Hibbett Sports, Inc. operates sporting goods stores in small to mid-sized markets, predominantly in the South, Southwest, Mid-Atlantic and Midwest regions of the United States.  We believe Hibbett Sports stores are typically the primary sporting goods retailer in smaller markets due to the extensive selection of premium brand name merchandise, availability of local merchandise, an emphasis on team sports and a high level of customer service.   As of November 1, 2014, we operated a total of 969 retail stores in 31 states composed of 950 Hibbett Sports stores and 19 Sports Additions athletic shoe stores.
 
10

The Hibbett Sports store is our primary retail format and growth vehicle and is an approximately 5,000 square foot store located primarily in strip centers which are frequently influenced by a Wal-Mart store.  Approximately 81% of our Hibbett Sports store base is located in strip centers, which include free-standing stores, while approximately 19% of our Hibbett Sports store base is located in enclosed malls.  We expect to continue our store base growth in strip centers versus enclosed malls.

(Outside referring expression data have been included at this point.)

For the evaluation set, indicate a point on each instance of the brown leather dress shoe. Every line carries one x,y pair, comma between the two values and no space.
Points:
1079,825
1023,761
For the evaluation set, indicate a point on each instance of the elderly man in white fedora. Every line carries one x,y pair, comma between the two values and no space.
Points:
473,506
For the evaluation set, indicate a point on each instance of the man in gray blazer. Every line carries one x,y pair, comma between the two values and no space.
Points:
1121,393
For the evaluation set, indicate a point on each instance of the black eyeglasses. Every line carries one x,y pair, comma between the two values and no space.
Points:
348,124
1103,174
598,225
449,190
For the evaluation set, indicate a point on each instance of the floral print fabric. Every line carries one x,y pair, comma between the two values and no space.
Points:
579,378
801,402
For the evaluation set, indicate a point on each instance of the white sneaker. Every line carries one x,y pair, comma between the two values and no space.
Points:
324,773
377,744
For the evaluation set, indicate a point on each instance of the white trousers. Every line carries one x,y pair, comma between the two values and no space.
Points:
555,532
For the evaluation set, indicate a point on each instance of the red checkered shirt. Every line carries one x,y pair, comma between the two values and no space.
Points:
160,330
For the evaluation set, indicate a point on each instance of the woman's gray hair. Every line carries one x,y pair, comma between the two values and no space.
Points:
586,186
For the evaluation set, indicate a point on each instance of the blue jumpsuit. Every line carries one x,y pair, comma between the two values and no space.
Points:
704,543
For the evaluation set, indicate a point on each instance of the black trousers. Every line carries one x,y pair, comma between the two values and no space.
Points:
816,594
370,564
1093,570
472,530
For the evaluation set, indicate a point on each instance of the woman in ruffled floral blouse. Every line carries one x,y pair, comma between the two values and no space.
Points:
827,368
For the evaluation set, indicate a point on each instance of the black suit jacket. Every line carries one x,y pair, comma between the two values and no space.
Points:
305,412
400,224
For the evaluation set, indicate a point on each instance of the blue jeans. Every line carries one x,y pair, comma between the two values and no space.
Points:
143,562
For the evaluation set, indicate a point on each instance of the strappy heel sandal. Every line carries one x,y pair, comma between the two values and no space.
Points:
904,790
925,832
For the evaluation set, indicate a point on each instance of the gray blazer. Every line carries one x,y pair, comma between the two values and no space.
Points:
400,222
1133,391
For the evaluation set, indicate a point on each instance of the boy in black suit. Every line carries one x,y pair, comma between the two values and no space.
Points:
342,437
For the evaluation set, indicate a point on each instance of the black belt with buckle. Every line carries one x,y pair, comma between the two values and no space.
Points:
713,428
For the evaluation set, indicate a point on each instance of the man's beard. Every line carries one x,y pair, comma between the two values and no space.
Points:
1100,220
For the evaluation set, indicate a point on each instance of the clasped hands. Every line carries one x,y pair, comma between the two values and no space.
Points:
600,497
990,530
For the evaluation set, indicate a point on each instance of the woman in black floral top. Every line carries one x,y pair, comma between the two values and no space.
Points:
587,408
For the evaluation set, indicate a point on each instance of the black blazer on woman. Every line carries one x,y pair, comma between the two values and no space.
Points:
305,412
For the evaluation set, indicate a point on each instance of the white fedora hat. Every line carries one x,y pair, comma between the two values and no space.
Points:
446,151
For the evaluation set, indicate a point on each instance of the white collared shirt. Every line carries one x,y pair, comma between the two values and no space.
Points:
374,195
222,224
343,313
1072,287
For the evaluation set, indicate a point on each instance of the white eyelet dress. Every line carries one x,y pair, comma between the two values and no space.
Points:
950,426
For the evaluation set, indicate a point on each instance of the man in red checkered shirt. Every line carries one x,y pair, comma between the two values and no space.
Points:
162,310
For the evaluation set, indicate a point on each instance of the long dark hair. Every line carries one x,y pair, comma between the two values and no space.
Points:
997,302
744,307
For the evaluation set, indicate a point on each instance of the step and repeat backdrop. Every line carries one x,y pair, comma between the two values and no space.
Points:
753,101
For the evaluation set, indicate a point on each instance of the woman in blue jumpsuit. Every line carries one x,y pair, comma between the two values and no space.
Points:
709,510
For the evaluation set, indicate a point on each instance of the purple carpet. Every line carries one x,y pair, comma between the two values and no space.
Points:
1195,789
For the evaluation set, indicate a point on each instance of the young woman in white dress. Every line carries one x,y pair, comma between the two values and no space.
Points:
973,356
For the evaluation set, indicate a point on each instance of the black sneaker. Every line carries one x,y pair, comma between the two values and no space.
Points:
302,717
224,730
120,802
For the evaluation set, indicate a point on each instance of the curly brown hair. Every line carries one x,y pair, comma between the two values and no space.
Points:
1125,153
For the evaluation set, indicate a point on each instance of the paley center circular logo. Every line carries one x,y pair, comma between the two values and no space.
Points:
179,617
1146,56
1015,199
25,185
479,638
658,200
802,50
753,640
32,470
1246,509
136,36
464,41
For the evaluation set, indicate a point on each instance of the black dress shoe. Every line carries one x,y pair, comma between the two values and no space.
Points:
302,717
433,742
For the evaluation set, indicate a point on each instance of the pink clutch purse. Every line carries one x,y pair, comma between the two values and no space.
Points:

We operate on a 52- or 53-week fiscal year ending on the Saturday nearest to January 31 of each year. The consolidated statement of operations for fiscal year ending January 31, 2015 and February 1, 2014 will include 52 weeks of operations.  We became a public company in October 1996 and are currently incorporated under the laws of the State of Delaware as Hibbett Sports, Inc.

Comparable store sales data for the periods presented reflects sales for our traditional format Hibbett Sports and Sports Additions stores open throughout the period and the corresponding period of the prior fiscal year.  If a store remodel, relocation or expansion results in the store being closed for a significant period of time, its sales are removed from the comparable store sales base until it has been open a full 12 months.  During the thirteen weeks ended November 1, 2014, 865 stores were included in comparable store sales.   During the thirty-nine weeks ended November 1, 2014, 839 stores were included in comparable store sales.

Executive Summary

Net sales for the thirteen weeks ended November 1, 2014, increased 5.0% to $218.3 million compared with $208.0 million for the thirteen weeks ended November 2, 2013.  Comparable store sales increased 0.6%, driven by solid performances in cleats, activewear and footwear, offset by weaker performance in equipment and licensed products.  Gross profit was 36.3% of net sales for the thirteen weeks ended November 1, 2014, compared with 36.8% for the thirteen weeks ended November 2, 2013.  The decline was mainly due to markdowns related to slow selling and aged inventory.  Gross profit was also affected by store occupancy costs, as these expenses increased at a higher rate than total net sales.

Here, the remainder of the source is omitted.